Over the years IHRIP has received generous financial support from a wide range of committed institutions and individuals. Most recently, these have included:

  • The Ford Foundation
  • The Swedish International Development Cooperation Agency (Sida)
  • The Jacob and Hilda Blaustein Foundation
  • The Food and Agriculture Organization (FAO) of the United Nations


IHRIP began in 1976 as the International Human Rights Internship Program. Based first at the University of Minnesota, in 1983 the Program moved to the Washington, DC office of the Institute of International Education (IIE), where it has been housed ever since.

In its early years IHRIP’s purpose was to provide students or individuals just out of school with an in-depth exposure to work in the human rights field. These internships were what gave IHRIP its name. Among interns during these early years were:

  • Philip Alston, who later served as Chair of the UN Committee on Economic, Social and Cultural Rights
  • Ligia Bolivar, who went on to co-found PROVEA, a leading human rights organization in Venezuela
  • Iren Khan, who from 2001 to 2009 was Secretary-General of Amnesty International
  • Bulelani Ngcuka, the first national Director of Public Prosecutions in the post-apartheid government in South Africa
  • Joe Oloka-Onyango, (pictured below) who later became a member of the UN Sub-Commission on the Promotion and Protection of Human Rights

In 1989 IHRIP shifted its focus from these entry-level internships to short-term professional development exchange opportunities for staff of human rights organizations. These exchanges fit well within IHRIP’s goal, which was redefined in the same year, as: to help strengthen the work of human rights organizations through facilitating the exchange of knowledge and experience among them, and between human rights groups and groups in other relevant fields. Over the course of the next 20 years, with the very generous, voluntary assistance of a large number of host organizations in countries around the world, IHRIP sponsored more than 400 exchange projects by staff of human rights groups in the global South as well as East and Central Europe and CIS countries.

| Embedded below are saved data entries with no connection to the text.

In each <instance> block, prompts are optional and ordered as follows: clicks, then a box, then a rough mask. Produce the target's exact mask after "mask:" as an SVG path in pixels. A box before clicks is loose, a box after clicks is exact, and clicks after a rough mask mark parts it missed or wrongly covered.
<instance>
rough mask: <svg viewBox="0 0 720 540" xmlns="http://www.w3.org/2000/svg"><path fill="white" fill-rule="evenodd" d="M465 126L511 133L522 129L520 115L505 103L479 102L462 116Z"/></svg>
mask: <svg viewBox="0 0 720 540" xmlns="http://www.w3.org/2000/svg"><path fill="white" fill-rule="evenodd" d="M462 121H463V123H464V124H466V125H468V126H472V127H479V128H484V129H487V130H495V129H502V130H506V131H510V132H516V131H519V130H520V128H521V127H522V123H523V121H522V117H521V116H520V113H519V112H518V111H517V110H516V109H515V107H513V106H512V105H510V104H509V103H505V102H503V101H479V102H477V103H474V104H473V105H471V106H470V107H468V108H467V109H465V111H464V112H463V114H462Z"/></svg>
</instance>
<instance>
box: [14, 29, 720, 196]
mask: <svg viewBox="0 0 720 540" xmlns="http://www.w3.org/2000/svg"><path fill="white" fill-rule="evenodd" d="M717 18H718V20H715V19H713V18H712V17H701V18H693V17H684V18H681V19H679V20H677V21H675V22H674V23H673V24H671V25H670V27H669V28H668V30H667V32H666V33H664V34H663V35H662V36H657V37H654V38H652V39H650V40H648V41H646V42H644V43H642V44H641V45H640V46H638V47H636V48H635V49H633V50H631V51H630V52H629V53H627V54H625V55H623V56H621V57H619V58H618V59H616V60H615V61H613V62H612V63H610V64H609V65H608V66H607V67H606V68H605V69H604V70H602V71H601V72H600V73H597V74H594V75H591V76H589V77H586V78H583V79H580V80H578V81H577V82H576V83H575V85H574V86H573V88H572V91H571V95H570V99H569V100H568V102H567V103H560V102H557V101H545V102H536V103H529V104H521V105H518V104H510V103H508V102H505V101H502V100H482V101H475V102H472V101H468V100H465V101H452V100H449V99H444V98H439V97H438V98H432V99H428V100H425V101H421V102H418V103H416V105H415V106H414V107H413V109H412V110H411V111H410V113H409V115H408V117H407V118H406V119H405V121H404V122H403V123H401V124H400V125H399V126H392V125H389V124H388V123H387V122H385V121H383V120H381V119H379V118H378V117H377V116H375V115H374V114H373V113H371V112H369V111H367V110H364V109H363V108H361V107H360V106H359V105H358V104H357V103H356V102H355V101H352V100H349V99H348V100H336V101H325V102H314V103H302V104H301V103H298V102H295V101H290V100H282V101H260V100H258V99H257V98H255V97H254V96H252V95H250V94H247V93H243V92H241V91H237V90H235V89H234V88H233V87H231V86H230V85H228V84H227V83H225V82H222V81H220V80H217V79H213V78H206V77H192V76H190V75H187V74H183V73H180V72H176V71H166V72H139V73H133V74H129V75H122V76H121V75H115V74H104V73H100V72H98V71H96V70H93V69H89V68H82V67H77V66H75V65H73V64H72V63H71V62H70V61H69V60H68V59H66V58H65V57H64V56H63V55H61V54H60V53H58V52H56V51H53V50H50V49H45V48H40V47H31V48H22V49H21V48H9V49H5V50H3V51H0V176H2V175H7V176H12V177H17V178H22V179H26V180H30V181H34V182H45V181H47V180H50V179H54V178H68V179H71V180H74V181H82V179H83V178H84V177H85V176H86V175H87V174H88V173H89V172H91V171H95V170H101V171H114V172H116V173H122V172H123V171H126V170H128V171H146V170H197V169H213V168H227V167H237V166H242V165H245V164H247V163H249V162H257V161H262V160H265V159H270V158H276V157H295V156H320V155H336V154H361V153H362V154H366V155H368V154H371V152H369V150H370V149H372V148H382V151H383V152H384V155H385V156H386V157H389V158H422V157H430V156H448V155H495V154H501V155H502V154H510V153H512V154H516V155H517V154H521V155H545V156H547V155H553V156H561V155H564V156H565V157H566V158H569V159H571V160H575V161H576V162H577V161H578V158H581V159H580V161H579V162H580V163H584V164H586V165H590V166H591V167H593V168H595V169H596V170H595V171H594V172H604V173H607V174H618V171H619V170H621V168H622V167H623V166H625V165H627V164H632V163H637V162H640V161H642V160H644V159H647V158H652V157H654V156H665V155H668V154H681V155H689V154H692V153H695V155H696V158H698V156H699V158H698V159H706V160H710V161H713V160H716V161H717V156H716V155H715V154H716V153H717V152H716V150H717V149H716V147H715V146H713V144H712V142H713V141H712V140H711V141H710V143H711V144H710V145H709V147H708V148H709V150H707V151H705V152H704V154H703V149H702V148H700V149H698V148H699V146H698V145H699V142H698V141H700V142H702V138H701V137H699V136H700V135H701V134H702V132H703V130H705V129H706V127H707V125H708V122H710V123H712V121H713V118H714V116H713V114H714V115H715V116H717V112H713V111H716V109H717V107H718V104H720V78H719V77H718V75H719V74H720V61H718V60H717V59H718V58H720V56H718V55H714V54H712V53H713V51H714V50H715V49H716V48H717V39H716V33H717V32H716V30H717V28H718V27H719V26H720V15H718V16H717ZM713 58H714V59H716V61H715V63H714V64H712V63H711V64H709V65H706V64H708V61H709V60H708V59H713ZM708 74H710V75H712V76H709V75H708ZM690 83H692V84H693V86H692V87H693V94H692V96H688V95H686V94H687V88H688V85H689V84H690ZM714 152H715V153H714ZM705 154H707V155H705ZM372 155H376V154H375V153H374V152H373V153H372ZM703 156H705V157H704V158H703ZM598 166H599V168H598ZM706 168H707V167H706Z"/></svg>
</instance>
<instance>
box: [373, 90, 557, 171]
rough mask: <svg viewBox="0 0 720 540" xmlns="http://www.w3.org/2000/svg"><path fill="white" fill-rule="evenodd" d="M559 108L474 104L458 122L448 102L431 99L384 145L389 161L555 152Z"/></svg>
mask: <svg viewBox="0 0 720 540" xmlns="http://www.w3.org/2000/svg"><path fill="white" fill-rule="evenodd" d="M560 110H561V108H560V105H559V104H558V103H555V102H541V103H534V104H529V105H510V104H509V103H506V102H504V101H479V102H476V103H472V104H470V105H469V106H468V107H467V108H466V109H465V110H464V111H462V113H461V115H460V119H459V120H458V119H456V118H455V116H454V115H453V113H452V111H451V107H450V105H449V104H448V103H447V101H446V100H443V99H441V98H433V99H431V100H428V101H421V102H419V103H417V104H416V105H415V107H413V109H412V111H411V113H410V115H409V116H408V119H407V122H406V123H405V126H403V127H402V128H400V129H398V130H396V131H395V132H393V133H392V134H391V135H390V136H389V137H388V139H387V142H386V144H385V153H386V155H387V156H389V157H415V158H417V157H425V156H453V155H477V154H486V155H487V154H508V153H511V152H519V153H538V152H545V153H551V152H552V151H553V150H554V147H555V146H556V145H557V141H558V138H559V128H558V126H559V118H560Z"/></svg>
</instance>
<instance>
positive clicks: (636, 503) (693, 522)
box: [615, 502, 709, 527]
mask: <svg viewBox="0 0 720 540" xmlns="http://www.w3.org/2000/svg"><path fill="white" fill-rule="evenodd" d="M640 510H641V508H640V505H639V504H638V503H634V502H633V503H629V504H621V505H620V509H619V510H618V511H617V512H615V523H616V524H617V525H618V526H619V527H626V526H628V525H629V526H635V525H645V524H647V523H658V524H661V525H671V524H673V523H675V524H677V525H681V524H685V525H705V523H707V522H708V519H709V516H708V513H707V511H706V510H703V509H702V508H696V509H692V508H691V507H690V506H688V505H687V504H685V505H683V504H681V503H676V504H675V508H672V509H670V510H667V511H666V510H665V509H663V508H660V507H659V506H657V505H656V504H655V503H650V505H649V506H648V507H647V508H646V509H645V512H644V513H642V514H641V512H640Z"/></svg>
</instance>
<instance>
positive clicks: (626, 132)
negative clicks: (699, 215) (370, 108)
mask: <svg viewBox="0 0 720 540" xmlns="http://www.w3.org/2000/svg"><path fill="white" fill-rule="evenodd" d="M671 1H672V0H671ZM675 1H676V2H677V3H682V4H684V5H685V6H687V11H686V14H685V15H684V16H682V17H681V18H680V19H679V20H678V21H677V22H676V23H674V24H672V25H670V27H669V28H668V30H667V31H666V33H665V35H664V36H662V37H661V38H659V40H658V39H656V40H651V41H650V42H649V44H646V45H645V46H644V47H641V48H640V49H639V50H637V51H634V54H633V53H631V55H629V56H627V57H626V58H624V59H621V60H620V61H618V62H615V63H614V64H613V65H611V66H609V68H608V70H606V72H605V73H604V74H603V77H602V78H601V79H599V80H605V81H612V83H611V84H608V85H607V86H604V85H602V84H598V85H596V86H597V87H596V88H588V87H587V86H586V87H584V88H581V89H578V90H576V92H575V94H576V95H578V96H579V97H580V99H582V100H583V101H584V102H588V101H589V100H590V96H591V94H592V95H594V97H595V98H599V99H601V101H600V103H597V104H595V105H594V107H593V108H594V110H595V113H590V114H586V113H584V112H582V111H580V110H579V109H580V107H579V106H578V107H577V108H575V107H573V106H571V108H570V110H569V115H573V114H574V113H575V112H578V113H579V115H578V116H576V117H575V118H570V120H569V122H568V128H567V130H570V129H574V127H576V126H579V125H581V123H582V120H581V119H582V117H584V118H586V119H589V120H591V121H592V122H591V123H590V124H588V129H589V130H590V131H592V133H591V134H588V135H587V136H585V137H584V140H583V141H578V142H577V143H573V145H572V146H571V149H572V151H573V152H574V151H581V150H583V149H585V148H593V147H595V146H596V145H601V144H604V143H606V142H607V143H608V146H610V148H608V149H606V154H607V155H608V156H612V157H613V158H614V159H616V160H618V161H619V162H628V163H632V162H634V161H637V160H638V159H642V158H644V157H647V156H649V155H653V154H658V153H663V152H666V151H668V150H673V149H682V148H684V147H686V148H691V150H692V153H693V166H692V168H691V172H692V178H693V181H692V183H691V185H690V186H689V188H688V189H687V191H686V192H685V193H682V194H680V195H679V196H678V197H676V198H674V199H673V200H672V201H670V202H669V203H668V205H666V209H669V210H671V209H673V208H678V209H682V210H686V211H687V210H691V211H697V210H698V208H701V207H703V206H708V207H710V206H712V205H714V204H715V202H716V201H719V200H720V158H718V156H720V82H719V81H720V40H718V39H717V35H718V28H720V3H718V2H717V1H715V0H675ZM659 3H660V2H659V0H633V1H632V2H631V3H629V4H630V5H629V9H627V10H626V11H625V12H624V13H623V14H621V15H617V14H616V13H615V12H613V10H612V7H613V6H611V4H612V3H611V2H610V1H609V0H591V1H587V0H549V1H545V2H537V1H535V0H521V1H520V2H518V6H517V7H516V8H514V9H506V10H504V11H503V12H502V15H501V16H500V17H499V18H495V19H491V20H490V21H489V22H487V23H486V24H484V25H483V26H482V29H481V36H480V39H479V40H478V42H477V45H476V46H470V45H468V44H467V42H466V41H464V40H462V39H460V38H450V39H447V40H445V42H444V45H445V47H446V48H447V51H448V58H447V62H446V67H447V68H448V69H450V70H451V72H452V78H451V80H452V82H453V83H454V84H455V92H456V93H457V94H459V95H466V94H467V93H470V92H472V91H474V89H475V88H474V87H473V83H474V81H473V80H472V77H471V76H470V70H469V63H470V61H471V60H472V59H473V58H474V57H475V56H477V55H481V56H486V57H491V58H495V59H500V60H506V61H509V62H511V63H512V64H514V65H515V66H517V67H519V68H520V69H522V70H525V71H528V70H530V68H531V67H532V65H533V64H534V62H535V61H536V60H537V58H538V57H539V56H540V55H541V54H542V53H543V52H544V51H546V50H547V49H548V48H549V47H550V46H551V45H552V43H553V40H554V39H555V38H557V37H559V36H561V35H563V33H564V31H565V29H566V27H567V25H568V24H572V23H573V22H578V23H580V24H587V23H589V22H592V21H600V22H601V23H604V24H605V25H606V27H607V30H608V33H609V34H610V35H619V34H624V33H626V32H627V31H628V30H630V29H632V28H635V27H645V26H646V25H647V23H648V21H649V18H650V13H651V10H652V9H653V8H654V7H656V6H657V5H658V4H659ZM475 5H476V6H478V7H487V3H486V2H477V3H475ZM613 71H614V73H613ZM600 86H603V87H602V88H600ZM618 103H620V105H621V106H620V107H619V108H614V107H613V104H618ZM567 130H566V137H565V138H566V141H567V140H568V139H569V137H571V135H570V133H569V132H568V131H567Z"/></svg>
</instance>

In addition to these people-to-people exchanges, IHRIP facilitates and supports other forms of learning between and among groups. Since 1994 the Program has pursued a specific focus on economic, social and cultural rights, collaborating with a large number of organizations to produce a range of resources to enable activists to better pursue ESC rights work. In collaboration with partner organizations, IHRIP also sponsored learning programs on ESC rights work. In the last several years IHRIP has devoted increasing attention to budget analysis as a tool for human rights work, producing resources and sponsoring learning programs, along with its partner organizations, on human rights budget work. As of 2009 IHRIP-sponsored exchange projects will focus exclusively on this work.